UNLIKE HITLER WHO MURDERED PEOPLE because of their membership in some group or class, Stalin was far more unpredictable. While kulaks (wealthy peasants) were targeted, along with other class enemies, Stalin also destroyed imaginary enemies within his own party. Once started, the Soviet purges swallowed up millions of people on the most spurious of grounds. Local NKVD offices had quotas to fulfill, and being arrested, even shot, was often just the (bad) luck of the draw. Those with connections to foreigners, members of minority ethnic groups, those with politically suspect pasts, cultural figures, and anyone unfortunate enough to have known Stalin in the old days were particularly at risk.

Although Service has little doubt that Stalin was a moral monster, he also notes that the only way the Bolsheviks could have taken power or survived in power was to employ brutal and dictatorial means. The regime was never popular, had enemies all around, and could not afford to loosen its grip without losing its hold on authority.

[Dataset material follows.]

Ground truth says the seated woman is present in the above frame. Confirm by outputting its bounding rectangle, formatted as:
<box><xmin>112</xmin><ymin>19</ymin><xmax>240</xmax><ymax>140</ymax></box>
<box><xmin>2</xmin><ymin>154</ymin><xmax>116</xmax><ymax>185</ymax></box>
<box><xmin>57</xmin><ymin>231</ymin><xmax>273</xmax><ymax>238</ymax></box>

Driven by an ideology that sanctioned the use of terror and repression in the name of the utopian goals of socialism, Stalin was not troubled at all by the casualties he exacted. One particularly chilling pronouncement he made at a Kremlin reception is a stark reminder:

And we will annihilate every such enemy, even if he were to be an Old Bolshevik! We will annihilate his entire clan, his family! We will mercilessly annihilate everyone who by his actions and thoughts (yes, thoughts, too) assails the unity of the socialist state. For the total annihilation of all enemies, both themselves and their clan!

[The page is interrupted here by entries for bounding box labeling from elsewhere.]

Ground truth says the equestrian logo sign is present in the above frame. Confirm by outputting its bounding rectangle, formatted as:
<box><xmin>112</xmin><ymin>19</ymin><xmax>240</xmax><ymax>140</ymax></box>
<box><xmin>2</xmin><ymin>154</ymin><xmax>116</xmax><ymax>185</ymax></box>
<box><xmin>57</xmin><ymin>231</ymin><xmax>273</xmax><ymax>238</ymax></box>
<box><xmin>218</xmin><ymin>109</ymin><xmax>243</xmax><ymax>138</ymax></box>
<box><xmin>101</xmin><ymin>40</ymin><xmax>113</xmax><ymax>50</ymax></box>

Stalin’s own errors and miscalculations added to the toll. Although Service strains to make a plausible argument about why Stalin might reasonably have failed to anticipate Hitler’s decision to abrogate the Nazi-Soviet pact and attack in 1941, Stalin’s blunders came close to costing the regime its life. The collectivization campaign consolidated Soviet power in the countryside but dealt agriculture a blow from which it never recovered. The industrial facade built at such a great cost concealed the “theft, corruption, nepotism, informal patronage, misreporting and general disorder” that left the USSR a hollow shell nearly 50 years after the dictator’s death.

Not all of Service’s judgments or conclusions are equally plausible. He underestimates Stalin’s anti-Semitism, attributing many of his attacks on Jews and Judaism to political expediency or to the rigidity of the Marxist lenses through which he viewed the world, rather than to hatred of Jews per se (although he does admit that the Doctors’ Plot, the attack on “rootless cosmopolitans,” and the plan to deport Soviet Jews to Siberia in the last years of Stalin’s life make the case for anti-Semitism “plausible”). Service suggests that the Cold War was started by the Marshall Plan, “a dagger pointed at Moscow,” rather than by Soviet decisions to test Western resolve and Stalin’s own Marxist-Leninist mind-set, which anticipated inevitable and continuing conflict with capitalist nations.

Service reports that three notes were found in Stalin’s desk after his death in 1953. One was an angry letter from Lenin demanding Stalin apologize for treating Krupskaya with disrespect. The second was Bukharin’s last letter, written from prison to his old friend, plaintively asking, “Koba, why is my death necessary for you?’ The third was a letter from Marshall Tito saying that five assassins sent by the NKVD to assassinate him had been caught and warning that he would reciprocate. Together they capture the life and times of Joseph Stalin, a gangster, a killer, a Marxist-Leninist.